De bepaling berust op twee principes:

  • Er zijn bepaalde diersoorten met een klein tolerantiegebied die het eerst verdwijnen als het water vervuild wordt. Deze soorten worden indicatorsoorten (bioindicatoren) genoemd. Ze zijn erg gevoelig voor vervuiling.
    Andere soorten zijn veel toleranter en kunnen ook in wat meer vervuild water overleven.
  • In niet vervuild water komen veel soorten dieren voor en het aantal individuen per soort is (relatief) klein (grote diversiteit).
    Naarmate water ernstiger vervuild (verstoord) wordt, neemt de diversiteit af. Er komen dan minder soorten dieren voor en het aantal individuen per soort is groter.

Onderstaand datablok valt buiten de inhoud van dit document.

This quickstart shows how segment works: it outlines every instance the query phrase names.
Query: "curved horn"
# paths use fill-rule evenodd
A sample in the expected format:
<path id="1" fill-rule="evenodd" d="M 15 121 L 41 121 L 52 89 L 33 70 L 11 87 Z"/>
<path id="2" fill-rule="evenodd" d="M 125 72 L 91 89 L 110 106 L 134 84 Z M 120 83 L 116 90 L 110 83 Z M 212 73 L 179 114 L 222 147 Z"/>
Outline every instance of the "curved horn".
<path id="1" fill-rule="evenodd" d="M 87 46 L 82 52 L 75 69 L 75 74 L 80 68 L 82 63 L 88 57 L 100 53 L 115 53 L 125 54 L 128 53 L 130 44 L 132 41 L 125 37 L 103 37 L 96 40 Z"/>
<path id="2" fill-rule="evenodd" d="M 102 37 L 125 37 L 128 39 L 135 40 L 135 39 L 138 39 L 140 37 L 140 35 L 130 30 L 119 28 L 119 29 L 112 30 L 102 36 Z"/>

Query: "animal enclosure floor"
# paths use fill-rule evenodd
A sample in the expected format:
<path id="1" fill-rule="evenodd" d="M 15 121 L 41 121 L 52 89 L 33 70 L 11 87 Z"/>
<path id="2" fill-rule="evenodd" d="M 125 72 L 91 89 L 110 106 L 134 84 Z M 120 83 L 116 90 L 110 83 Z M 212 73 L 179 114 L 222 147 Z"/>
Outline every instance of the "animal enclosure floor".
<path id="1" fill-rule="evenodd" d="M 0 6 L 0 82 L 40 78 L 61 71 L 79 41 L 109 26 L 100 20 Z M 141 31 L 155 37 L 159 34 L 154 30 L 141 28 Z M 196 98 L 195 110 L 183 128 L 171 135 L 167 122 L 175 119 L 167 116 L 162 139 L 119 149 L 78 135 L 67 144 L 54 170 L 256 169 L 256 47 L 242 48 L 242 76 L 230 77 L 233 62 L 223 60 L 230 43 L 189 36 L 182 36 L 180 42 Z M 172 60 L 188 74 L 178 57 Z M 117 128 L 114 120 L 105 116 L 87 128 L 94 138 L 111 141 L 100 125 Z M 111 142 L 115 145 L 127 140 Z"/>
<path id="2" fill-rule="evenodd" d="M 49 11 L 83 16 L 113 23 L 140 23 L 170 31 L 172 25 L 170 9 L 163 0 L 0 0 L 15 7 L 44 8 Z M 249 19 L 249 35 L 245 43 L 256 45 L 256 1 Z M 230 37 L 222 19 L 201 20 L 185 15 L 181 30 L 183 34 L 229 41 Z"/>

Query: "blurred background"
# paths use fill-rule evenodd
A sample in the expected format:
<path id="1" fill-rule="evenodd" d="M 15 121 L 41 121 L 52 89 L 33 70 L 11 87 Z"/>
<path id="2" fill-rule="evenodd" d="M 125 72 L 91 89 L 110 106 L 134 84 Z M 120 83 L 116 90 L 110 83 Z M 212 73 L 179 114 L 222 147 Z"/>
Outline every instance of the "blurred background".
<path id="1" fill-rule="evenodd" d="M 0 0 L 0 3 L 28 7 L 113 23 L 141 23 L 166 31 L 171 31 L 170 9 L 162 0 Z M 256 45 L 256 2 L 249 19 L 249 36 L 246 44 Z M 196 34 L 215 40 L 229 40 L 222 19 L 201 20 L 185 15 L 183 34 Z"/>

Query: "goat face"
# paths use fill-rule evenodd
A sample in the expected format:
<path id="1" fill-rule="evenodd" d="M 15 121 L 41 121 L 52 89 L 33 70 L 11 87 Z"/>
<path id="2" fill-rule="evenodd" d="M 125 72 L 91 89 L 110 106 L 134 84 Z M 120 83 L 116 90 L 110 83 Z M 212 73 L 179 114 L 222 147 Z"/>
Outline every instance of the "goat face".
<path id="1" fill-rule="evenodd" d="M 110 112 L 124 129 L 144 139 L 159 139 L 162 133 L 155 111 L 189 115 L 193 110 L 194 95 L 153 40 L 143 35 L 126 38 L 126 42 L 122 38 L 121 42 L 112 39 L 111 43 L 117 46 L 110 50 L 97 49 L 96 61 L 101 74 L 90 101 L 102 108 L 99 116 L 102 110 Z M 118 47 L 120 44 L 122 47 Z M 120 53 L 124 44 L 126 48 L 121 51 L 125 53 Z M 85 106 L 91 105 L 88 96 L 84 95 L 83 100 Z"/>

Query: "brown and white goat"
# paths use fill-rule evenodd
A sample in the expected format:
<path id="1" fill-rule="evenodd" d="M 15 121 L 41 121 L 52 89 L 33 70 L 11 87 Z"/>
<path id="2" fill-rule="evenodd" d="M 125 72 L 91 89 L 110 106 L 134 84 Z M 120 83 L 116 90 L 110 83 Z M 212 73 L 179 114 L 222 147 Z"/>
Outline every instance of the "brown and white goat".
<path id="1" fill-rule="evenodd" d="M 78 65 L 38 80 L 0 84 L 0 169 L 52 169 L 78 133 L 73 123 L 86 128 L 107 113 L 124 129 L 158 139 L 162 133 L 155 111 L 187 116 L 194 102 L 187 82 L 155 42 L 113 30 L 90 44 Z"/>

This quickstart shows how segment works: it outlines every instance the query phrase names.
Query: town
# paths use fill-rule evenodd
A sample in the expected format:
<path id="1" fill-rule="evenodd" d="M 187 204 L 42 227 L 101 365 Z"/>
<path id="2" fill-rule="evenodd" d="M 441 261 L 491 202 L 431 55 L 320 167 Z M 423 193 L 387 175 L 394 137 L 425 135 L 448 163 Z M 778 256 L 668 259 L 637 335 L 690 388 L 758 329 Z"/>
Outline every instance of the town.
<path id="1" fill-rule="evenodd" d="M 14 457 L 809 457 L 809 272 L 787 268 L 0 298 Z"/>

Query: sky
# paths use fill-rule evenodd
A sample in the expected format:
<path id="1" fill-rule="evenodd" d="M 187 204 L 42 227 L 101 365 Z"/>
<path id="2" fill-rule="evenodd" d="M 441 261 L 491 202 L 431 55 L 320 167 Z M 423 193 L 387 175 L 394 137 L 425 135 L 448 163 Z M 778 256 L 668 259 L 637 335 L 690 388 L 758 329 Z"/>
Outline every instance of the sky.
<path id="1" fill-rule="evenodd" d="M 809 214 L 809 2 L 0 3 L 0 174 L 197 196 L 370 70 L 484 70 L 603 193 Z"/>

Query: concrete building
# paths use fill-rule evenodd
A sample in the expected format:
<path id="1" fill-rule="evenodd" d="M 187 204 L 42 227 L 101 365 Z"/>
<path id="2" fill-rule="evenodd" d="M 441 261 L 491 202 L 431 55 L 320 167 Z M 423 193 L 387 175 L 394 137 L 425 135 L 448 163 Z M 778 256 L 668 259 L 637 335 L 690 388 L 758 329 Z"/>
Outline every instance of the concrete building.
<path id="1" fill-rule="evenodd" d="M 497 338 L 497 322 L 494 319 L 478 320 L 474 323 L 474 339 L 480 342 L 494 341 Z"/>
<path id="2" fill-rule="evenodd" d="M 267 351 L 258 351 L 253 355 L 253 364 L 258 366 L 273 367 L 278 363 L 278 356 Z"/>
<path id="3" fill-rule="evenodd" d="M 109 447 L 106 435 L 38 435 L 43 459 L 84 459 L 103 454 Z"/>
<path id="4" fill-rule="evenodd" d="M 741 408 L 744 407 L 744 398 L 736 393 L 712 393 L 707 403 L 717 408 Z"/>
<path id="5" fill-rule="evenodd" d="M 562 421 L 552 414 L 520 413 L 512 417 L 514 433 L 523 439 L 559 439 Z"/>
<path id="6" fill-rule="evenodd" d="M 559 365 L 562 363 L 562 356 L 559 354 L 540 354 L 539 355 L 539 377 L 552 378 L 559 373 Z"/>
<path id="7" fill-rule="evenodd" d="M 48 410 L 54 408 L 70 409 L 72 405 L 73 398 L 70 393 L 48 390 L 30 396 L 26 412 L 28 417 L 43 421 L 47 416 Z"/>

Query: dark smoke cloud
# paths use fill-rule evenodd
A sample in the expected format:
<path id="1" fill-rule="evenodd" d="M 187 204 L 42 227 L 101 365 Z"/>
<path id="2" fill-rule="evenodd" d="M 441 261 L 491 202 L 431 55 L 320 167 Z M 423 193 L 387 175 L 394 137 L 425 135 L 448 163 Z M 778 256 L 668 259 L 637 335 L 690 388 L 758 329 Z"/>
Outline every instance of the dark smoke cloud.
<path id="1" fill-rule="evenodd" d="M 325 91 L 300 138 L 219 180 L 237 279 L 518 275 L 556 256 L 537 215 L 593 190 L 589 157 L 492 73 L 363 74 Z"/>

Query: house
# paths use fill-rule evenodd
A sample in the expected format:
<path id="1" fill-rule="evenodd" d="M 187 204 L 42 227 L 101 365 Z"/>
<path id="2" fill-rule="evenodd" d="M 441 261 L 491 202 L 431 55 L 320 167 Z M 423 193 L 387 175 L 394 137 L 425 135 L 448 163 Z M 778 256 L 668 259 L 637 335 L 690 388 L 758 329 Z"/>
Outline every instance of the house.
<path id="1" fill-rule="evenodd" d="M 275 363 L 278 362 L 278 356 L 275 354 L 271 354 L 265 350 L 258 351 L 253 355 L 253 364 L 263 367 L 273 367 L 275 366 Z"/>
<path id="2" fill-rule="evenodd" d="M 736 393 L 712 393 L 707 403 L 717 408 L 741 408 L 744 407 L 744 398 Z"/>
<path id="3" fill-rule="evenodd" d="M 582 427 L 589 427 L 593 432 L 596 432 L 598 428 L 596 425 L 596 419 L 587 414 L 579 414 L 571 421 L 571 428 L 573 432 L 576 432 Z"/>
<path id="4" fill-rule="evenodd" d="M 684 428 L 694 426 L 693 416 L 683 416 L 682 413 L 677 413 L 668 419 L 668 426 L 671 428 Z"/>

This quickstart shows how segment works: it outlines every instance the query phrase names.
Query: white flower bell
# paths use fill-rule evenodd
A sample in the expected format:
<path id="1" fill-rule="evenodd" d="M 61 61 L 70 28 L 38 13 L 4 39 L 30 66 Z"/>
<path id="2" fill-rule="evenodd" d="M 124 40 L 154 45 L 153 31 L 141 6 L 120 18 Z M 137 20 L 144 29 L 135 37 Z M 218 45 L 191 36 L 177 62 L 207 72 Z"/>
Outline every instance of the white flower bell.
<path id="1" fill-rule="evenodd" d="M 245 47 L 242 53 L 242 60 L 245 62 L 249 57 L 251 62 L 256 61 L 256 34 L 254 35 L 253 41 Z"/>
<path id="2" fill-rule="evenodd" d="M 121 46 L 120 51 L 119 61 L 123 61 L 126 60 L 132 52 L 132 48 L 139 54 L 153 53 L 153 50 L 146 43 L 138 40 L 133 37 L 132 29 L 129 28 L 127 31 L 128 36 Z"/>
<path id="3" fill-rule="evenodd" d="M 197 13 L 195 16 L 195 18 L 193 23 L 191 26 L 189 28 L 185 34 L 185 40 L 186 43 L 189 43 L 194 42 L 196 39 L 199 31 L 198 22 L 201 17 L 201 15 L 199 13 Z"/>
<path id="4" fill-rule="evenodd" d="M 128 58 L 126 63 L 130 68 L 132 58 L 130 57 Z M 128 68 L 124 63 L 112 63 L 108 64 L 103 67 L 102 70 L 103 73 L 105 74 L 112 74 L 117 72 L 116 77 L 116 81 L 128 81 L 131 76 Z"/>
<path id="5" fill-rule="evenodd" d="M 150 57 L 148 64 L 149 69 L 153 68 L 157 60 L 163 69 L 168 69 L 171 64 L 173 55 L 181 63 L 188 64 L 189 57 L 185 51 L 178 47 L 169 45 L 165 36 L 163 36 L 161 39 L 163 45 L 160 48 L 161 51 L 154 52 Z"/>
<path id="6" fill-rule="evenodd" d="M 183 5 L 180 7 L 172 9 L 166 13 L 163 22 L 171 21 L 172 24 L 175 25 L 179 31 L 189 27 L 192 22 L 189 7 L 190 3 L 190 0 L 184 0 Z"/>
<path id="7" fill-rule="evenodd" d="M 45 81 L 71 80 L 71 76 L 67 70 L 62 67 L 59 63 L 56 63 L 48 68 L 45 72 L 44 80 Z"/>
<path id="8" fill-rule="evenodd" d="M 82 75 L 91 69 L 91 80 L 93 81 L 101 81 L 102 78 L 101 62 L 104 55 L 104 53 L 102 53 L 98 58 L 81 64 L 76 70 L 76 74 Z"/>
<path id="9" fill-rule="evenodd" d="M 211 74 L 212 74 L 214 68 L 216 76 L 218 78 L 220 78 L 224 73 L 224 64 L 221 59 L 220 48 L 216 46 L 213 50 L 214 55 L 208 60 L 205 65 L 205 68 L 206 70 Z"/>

    Uitwerken van de resultaten

  1. Noteer in tabel 1 hoeveel soorten per groep je gevonden hebt. Het aantal individuen per soort is hierbij niet van belang.

    Tabel 1

    groep
    totaal aantal soorten
    1
    Amfibieën


    .

    2
    Vissen
    stekelbaarsjes niet meetellen


    .

    3
    Platwormen


    4
    Bloedzuigers


    5
    Schelpdieren
    mossels en slakken


    .

    6
    Kreeftachtigen


    .

    7
    Kevers
    larven en volwassenen

    .

    8
    Watermijten


    .

    9
    Slijkvlieglatven


    .

    10
    Waterwantsen


    .

    11
    Waterspinnen


    .

    12
    Haftenlarven


    .

    13
    Kokerjuffers


    .

    14
    Rode muggelarven

    Tel deze als één groep
    Als ze gevonden zijn, bij het aantal een 1 invullen

    .

    15
    Wormen
    (bloedzuigers apart noteren)

    Tel deze als één groep
    Als ze gevonden zijn, bij het aantal een 1 invullen

    .


    Totaal aantal soorten

    .


  2. Noteer in de eindtabel (onderaan de bladzijde) bij A het getal dat hoort bij het totaal aantal soorten dat je m.b.v. tabel 1 gevonden hebt.

    totaal aantal gevonden soorten
    in eindtabel bij A invullen
    0 tot 1 soort
    1
    2 tot 5 soorten
    2
    6 tot 10 soorten
    3
    11 tot 15 soorten
    4
    16 of meer soorten
    5

  3. Doorloop tabel 2 van boven naar beneden.
    Zodra je een groep gevonden hebt, stop je en zet je het bijbehorende getal in de eindtabel bij B.

    Tabel 2

    gevonden dieren
    in eindtabel bij B invullen

    Haftenlarven
    (leven in schoon water)

    meer dan 1 soort gevonden

    5

    1 soort gevonden

    4

    Larven van kokerjuffers
    (leven in redelijk schoon water)

    meer dan 1 soort gevonden

    4

    1 soort gevonden

    3

    Vlokreeften
    Larven van Libellen
    Slakken
    Mossels

    (overleven een beetje verontreiniging)

    als er soorten gevonden worden

    3

    Waterpissebed
    Waterkevers
    Bloedzuigers

    als er soorten gevonden worden

    1

    Rode muggelarve
    Rattenstaartlarven

    als er soorten gevonden worden

    0

  4. Tel A en B bij elkaar op. Dat is het kwaliteitscijfer. In de waterkwaliteittabel (onderaan de bladzijde) kun je zien wat dat cijfer betekent.

    Eindtabel

    gebaseerd op aantal soorten
    gebaseerd op indicatorgroepen
    cijfer waterkwaliteit
    A =
    B =
    A + B =

    Tabel waterkwaliteit

    kwaliteitscijfer
    betekent
    9 en 10
    niet verontreinigd
    7 en 8
    weinig verontreinigd
    5 en 6
    matig verontreinigd
    3 en 4
    ernstig verontreinigd
    0, 1 en 2
    sterk verontreinigd

    bron:
    "Veldwerk over water" - SVC katern 7
    Stichting Veldstudiecentra - Orvelte 1988

    Verantwoording:
    De methode is enigszins bewerkt en geschikt gemaakt voor onderzoek van slootwater in het rivierengebied.